Sunday, August 1, 2010

Joan Chandos Baez




Joan Chandos Baez (born January 9, 1941) is an American folk singer, songwriter and activist. Baez has a distinctive vocal style, with a strong vibrato.[1] Her recordings include many topical songs and material dealing with social issues.

Baez began her career performing in coffeehouses in the Boston-Cambridge area, and rose to fame as an unbilled performer at the 1959 Newport Folk Festival. She began her recording career in 1960, and achieved immediate success. Her first three albums, Joan Baez, Joan Baez, Vol. 2, and Joan Baez in Concert all achieved gold record status, and stayed on the charts for two years.[2]

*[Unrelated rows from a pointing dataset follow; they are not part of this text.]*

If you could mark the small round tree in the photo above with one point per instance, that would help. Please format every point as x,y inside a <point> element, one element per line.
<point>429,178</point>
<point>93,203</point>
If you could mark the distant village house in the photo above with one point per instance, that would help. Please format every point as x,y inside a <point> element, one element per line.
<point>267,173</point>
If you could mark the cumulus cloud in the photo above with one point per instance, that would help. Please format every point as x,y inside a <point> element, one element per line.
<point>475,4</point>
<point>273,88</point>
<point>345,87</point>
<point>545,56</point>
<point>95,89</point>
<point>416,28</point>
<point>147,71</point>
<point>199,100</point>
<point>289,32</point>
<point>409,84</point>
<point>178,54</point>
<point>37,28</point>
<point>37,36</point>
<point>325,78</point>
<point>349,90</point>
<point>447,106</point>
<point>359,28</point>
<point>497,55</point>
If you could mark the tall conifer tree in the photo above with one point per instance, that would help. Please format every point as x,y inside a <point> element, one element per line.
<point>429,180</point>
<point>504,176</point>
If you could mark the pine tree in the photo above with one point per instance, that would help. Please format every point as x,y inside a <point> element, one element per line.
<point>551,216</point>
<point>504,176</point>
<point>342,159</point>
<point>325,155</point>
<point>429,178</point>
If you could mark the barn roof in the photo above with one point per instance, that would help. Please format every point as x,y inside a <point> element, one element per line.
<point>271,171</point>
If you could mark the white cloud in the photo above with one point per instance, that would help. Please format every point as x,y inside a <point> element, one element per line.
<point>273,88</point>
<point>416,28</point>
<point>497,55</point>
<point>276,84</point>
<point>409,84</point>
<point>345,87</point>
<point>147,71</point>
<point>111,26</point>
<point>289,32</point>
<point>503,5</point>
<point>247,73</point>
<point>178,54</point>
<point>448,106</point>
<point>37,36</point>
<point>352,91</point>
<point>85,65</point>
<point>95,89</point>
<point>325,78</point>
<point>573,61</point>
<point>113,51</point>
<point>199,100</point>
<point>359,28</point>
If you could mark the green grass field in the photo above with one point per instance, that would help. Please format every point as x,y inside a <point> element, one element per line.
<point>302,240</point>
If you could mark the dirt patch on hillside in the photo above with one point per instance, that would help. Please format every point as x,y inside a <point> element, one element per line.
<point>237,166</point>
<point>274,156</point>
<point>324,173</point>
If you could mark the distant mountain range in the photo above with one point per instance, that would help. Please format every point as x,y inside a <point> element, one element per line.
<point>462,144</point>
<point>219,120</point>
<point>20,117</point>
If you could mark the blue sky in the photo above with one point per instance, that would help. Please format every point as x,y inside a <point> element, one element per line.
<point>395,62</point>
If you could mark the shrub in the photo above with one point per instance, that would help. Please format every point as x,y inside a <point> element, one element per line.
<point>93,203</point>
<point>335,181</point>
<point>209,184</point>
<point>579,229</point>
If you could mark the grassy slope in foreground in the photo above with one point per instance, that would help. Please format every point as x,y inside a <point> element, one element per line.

She is well known for her hit "Diamonds & Rust", her covers of Phil Ochs's "There but for Fortune" and The Band's "The Night They Drove Old Dixie Down". Other songs associated with Baez include "Farewell, Angelina", "Love Is Just a Four-Letter Word", "Joe Hill", "Sweet Sir Galahad" and "We Shall Overcome" (three of the songs she performed at the 1969 Woodstock Festival). She helped to bring the songs of Bob Dylan to national prominence, and has displayed a lifelong commitment to political and social activism in the fields of nonviolence, civil rights, human rights and the environment.[3]

Baez has performed publicly for over 50 years, released over 30 albums and recorded songs in at least eight languages. She is regarded as a folk singer, although her music has diversified since the 1960s, encompassing everything from rock and pop to country and gospel. Although a songwriter herself, Baez is generally regarded as an interpreter of other people's work, having recorded songs by The Allman Brothers Band, The Beatles, Jackson Browne, Bob Dylan, Woody Guthrie, The Rolling Stones, Pete Seeger, Paul Simon, Stevie Wonder and many others. In recent years, she has found success interpreting songs of modern songwriters such as Ryan Adams, Steve Earle and Natalie Merchant.